IL CRUDELE DESTINO D’UNA GIOVANE MATEMATICA
Quindici ottobre millenovecentododici, ore sei e venti pomeridiane.
Un treno con il suo carico di persone e di cose corre lungo la tratta Roma Pescara avvolto in una sorta di nebbia a tinte scure, accompagnato dal tipico rumore assordante prodotto dal suo sferragliare. Alcuni viaggiatori scambiano quattro chiacchiere, altri leggono un giornale o un libro, altri ancora rimangono silenziosi, compostamente seduti al proprio posto, lo sguardo quasi assente ma la mente rivolta a quel che la buona sorte vorrà riservare alle proprie aspirazioni o ai propri progetti di vita.

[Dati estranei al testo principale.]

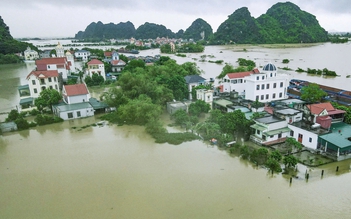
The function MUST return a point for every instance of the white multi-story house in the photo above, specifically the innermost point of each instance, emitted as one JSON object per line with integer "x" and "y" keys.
{"x": 76, "y": 93}
{"x": 116, "y": 63}
{"x": 76, "y": 103}
{"x": 60, "y": 64}
{"x": 236, "y": 82}
{"x": 41, "y": 80}
{"x": 193, "y": 81}
{"x": 264, "y": 86}
{"x": 30, "y": 55}
{"x": 60, "y": 51}
{"x": 205, "y": 95}
{"x": 96, "y": 66}
{"x": 82, "y": 55}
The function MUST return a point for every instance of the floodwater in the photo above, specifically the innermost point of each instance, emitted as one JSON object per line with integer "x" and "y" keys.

Diverse persone sono dirette ad Avezzano, la cittadina capoluogo della Marsica situata proprio a metà della tratta. Se un visitatore ha scelto il treno come mezzo di trasporto, non riesce a sottrarsi alle bellezze del paesaggio naturale già dal momento in cui, lasciandosi Tagliacozzo alle spalle e procedendo verso Scùrcola e quindi verso il capoluogo marsicano, si ritrova immerso in una vasta distesa pianeggiante con la bella riserva naturale del Monte Salviano alla sua destra e, più in lontananza, sulla sinistra, il maestoso gruppo del Monte Velino.
«Avezzano! Stazione di Avezzano! ».
La comunicazione più volte ripetuta a squarciagola da un inserviente della stazione, sovrapponendosi allo stridio dei freni arrivò ai passeggeri interessati. Le porte del treno si aprirono e alcuni passeggeri scesero a terra. Fra questi, con in tasca la nomina ministeriale per l'insegnamento presso la locale Regia Scuola Normale femminile, la professoressa Maria Gramegna, una giovanissima matematica piemontese allieva di Giuseppe Peano e promettente ricercatrice.
Quasi certamente quei luoghi, l'affabilità e il senso dell'ospitalità del popolo marsicano la colpirono subito e profondamente. Dopo alcuni mesi conobbe Attilio Mastri, un giovane del posto un po' più grande di lei, studente presso la facoltà di Lettere e Filosofia della Sapienza di Roma, piuttosto in ritardo con gli studi a causa del suo interesse - ma sarebbe più giusto dire una vera e propria passione - nei confronti della campagna e di tutto ciò che questa avrebbe potuto elargire a chi l'avesse amorevolmente coltivata.
Attilio era conosciuto in città come un tipo piuttosto eccentrico. Di bell'aspetto, alto, moro, occhi luminosi e sguardo intenso. Un tratto distintivo come la folta capigliatura apparentemente non curata gli dava l'aspetto di un bohémien o di un filosofo. Aveva conosciuto Maria nell'aprile del millenovecentotredici in modo del tutto casuale davanti a una di quelle bancarelle che nei giorni di festa riempivano la piazza prospiciente la chiesa di San Bartolomeo, proprio durante i festeggiamenti in onore del santo patrono.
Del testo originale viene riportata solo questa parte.